Übergewichtige Kinder beim Sport

Der Umsatz des US-Diätkonzerns Weight Watchers in Deutschland hat einem Bericht zufolge zuletzt deutlich abgenommen. Im Jahr 2015 verringerten sich die Umsätze um sieben Prozent auf 59,8 Millionen Euro, im vergangenen Jahr um weitere neun Prozent, berichtete die in Düsseldorf erscheinende "Wirtschaftswoche". Dem Bericht zufolge dürfte das operative Geschäft 2016 sogar um 25 bis 35 Prozent geschrumpft sein.

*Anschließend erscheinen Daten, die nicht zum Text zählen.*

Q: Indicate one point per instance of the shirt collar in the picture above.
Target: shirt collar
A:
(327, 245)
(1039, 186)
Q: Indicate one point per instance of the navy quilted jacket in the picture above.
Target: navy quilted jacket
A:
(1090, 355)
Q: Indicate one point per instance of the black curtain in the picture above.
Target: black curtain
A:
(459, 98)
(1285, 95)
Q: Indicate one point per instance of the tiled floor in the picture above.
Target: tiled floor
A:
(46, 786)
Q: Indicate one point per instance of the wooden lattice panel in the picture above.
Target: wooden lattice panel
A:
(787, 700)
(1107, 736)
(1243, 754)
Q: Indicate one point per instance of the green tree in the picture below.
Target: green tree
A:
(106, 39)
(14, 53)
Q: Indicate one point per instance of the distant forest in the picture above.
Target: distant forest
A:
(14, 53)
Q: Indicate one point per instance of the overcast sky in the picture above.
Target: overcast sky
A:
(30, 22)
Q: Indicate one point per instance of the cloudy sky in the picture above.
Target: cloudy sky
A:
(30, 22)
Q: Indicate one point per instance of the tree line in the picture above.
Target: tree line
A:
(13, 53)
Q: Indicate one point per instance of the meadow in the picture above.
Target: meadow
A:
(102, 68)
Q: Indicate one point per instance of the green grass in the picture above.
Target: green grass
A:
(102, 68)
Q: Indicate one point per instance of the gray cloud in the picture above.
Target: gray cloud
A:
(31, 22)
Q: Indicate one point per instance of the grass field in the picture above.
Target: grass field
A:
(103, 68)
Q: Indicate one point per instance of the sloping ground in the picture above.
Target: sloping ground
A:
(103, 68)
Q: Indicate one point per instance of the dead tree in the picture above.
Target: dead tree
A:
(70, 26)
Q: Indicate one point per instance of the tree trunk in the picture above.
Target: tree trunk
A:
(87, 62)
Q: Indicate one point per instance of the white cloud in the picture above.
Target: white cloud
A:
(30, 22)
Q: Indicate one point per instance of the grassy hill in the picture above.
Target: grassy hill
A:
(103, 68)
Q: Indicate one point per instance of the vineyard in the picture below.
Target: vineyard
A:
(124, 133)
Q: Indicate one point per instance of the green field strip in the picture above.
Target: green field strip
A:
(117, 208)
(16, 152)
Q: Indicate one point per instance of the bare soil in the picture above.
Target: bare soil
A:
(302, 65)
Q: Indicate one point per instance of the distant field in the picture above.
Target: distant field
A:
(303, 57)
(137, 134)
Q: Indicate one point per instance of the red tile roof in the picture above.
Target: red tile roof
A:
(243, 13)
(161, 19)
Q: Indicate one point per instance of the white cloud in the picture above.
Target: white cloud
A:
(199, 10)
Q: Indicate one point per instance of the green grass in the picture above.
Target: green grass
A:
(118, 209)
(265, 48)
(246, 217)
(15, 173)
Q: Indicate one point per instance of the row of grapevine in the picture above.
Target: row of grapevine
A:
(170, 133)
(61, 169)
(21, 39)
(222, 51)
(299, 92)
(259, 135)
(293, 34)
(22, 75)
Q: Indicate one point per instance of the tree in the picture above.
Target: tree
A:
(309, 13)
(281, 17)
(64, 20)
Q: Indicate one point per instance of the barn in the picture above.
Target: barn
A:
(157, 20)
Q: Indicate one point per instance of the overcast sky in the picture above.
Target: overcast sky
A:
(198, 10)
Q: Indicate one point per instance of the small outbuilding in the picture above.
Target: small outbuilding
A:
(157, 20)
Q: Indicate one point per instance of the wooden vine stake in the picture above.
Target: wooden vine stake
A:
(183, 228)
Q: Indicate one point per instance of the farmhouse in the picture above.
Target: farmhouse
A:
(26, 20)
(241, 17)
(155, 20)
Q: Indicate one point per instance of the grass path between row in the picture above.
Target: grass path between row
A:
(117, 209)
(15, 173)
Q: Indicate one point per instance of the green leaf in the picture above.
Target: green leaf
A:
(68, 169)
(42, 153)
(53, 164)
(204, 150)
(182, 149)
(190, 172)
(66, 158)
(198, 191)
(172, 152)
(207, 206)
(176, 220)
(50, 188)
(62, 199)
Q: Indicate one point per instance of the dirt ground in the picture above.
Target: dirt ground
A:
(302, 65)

Wie das Blatt unter Berufung auf die im Bundesanzeiger hinterlegten Jahresabschlüsse von Weight Watchers berichtete, kämpft das Unternehmen bereits seit 2012 mit einem rückläufigen Geschäft in Deutschland. Abnehmwillige hätten zuletzt verstärkt auf Ernährungs-Apps für Smartphones gesetzt, nutzten Fitnessarmbänder und Nahrungsersatzmittel.

Laut "Wirtschaftswoche" sollen eine Werbeoffensive und der Ausbau des Online-Geschäfts nun bei Weight Watchers die Wende bringen und die Kundenzahlen wieder steigern. Eine Unternehmenssprecherin habe sich zur Entwicklung der deutschen Tochter nicht äußern wollen, sondern auf Aussagen des Managements zum Geschäft in Kontinentaleuropa verwiesen. Dort rechne der Konzern für 2017 insgesamt mit leichten Umsatzzuwächsen.